Zero Trust is an essential

With challenges comes opportunity. This upending of the cyberthreat landscape serves as a potential catalyst for organisations across verticals to optimise their cybersecurity.

According to the recent Gigamon State of Ransomware report, phishing and malware were the top routes for ransomware attacks in 2022. Cloud applications were also cited as a common ransomware attack vector, particularly by those in the UK. Protecting against a misconfigured cloud or human error isn’t the job of cyber insurance – this should be reserved to cushion the financial blowback in the event of a breach. Instead, enterprises must proactively take steps to bolster their security posture.

This includes ensuring all access across digital infrastructure is authenticated. Trust is earned, not freely given in this threat landscape. A Zero Trust architecture – which requires authentication of all users regardless of their position in an organisation – helps prevent unauthorised access and works to restrict suspicious lateral movement across a network. Fortunately, it’s now a topic regularly discussed in Boardrooms. Across EMEA in particular there is growing confidence that organisations will be able to implement this architecture in the next few years (51% agreed in 2020, compared to 83% in 2022). To get there, however, deep observability is a critical foundation; you simply cannot manage and grant access to what you cannot see.

A single source of truth

Threat actors can bypass SIEMs and endpoint detection and response tools, yet they will always leave a metadata trail. This is why deep observability is so crucial to cybersecurity. It grants security operations (SecOps) teams the ability to analyse this metadata, spot suspicious behaviour and take the appropriate steps to mitigate an intrusion before it escalates. Such enhanced visibility and control are crucial for maximising the efficacy of Zero Trust architecture and fostering a security-first approach within an enterprise.

With premiums so high, organisations also undoubtedly want to turn to solutions that provide ROI as well as better security. As more tools come into play, cost and complexity rises.

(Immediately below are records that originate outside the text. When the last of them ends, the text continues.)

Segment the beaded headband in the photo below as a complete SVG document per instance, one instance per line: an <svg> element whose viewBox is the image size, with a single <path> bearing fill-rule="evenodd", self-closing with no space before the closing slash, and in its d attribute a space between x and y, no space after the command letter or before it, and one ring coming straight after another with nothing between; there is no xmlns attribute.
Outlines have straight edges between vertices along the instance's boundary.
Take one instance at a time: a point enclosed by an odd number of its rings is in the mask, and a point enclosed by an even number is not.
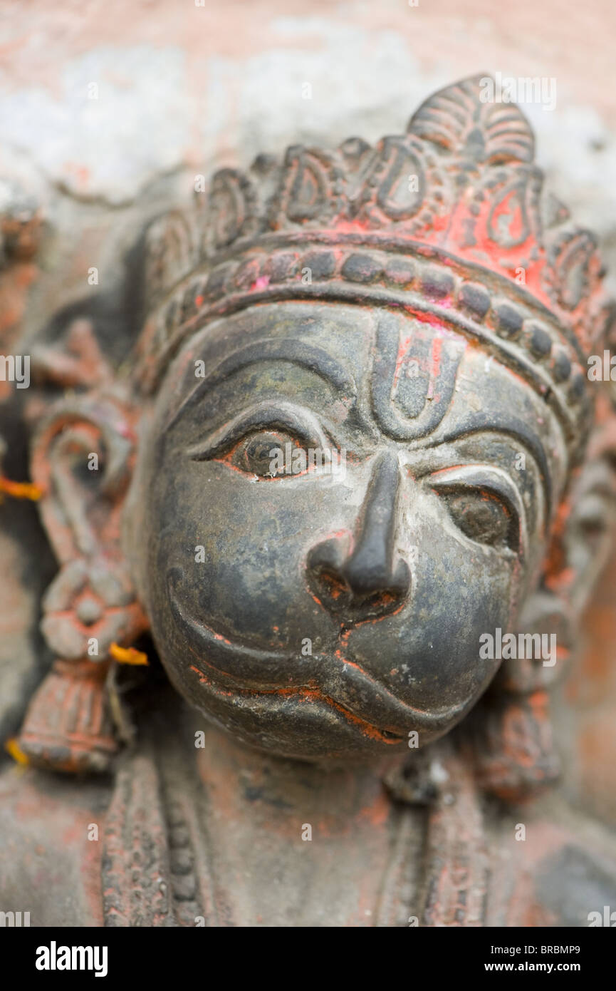
<svg viewBox="0 0 616 991"><path fill-rule="evenodd" d="M611 315L596 240L542 192L520 110L481 79L431 96L375 148L294 146L225 168L190 214L146 239L151 316L138 380L153 391L212 320L274 300L401 307L477 341L555 409L569 442L592 409L586 358Z"/></svg>

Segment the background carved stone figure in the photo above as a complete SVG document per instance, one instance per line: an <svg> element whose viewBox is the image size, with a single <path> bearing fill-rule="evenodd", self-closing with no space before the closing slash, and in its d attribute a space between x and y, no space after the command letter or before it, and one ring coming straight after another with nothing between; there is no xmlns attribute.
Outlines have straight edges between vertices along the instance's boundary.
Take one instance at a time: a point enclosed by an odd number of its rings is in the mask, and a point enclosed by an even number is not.
<svg viewBox="0 0 616 991"><path fill-rule="evenodd" d="M0 891L33 925L616 905L562 746L616 523L612 385L587 375L613 306L485 78L374 144L219 169L152 211L112 294L24 339L0 455L45 550L3 579L37 661L2 712Z"/></svg>

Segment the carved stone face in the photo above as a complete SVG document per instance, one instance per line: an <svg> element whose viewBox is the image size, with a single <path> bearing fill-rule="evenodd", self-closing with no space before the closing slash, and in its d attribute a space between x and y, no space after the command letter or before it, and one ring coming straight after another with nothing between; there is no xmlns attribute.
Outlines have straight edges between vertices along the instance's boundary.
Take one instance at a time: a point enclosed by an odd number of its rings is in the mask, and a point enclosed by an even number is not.
<svg viewBox="0 0 616 991"><path fill-rule="evenodd" d="M278 449L299 473L271 477ZM162 663L259 747L408 753L495 674L479 636L515 623L565 473L546 403L436 321L279 302L210 324L144 420L125 517Z"/></svg>

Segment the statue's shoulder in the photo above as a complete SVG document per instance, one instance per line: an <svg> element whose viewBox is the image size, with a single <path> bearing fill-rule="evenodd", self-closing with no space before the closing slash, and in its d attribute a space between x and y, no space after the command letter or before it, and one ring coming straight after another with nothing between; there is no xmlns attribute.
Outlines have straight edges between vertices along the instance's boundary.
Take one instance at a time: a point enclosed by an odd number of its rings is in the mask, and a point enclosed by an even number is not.
<svg viewBox="0 0 616 991"><path fill-rule="evenodd" d="M496 831L488 925L616 926L613 829L548 799Z"/></svg>
<svg viewBox="0 0 616 991"><path fill-rule="evenodd" d="M0 912L29 912L33 927L103 925L109 797L101 782L19 767L0 774Z"/></svg>

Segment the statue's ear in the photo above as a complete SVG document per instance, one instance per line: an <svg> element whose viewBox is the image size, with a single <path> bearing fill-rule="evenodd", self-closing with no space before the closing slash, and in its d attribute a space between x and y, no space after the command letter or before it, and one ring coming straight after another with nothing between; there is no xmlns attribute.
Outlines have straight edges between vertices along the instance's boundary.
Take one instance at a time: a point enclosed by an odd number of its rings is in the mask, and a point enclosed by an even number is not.
<svg viewBox="0 0 616 991"><path fill-rule="evenodd" d="M147 622L120 533L135 457L134 416L111 393L56 404L36 431L32 479L59 571L43 602L42 631L56 660L29 707L19 746L54 770L105 770L117 749L114 658Z"/></svg>
<svg viewBox="0 0 616 991"><path fill-rule="evenodd" d="M543 580L518 622L520 633L542 636L541 656L503 661L473 720L480 780L486 790L507 800L526 797L560 773L549 690L578 649L580 619L612 546L614 451L616 429L609 415L561 506Z"/></svg>

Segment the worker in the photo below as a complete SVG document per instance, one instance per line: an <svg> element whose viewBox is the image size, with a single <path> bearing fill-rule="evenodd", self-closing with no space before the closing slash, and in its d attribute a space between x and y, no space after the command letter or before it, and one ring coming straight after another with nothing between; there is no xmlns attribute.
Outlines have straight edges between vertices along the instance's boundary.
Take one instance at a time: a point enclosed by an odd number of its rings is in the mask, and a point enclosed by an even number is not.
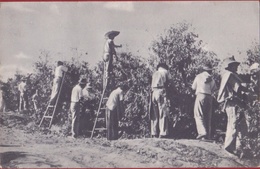
<svg viewBox="0 0 260 169"><path fill-rule="evenodd" d="M168 65L159 63L157 71L152 76L150 119L153 138L167 138L169 135L168 115L170 101L167 98L166 90L170 79L168 69Z"/></svg>
<svg viewBox="0 0 260 169"><path fill-rule="evenodd" d="M109 83L109 78L112 76L113 70L113 57L117 58L115 48L120 48L122 45L115 45L114 38L119 35L119 31L109 31L105 34L106 42L103 51L103 61L104 61L104 86Z"/></svg>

Many enterprises will not have the budget to keep adding more solutions to their technology stack in hope they will improve their cybersecurity and reduce their insurance prices. Instead, they need a single source of truth and a complete view across the entire IT infrastructure – cloud included. From here, teams can identify network bottlenecks and eliminate irrelevant, duplicate or low risk traffic. Deep observability is therefore not only a must for security, but also for making budgets go further.

Organisations need to brace themselves for a challenging economic down-turn and continued rises in cyber insurance premiums by implementing a strategy based on Zero Trust, deep observability and network-to-cloud visibility. In turn, security teams can be far more confident in their security posture, business leaders are satisfied by a lower spend and insurers become more confident when taking on their customer’s risk.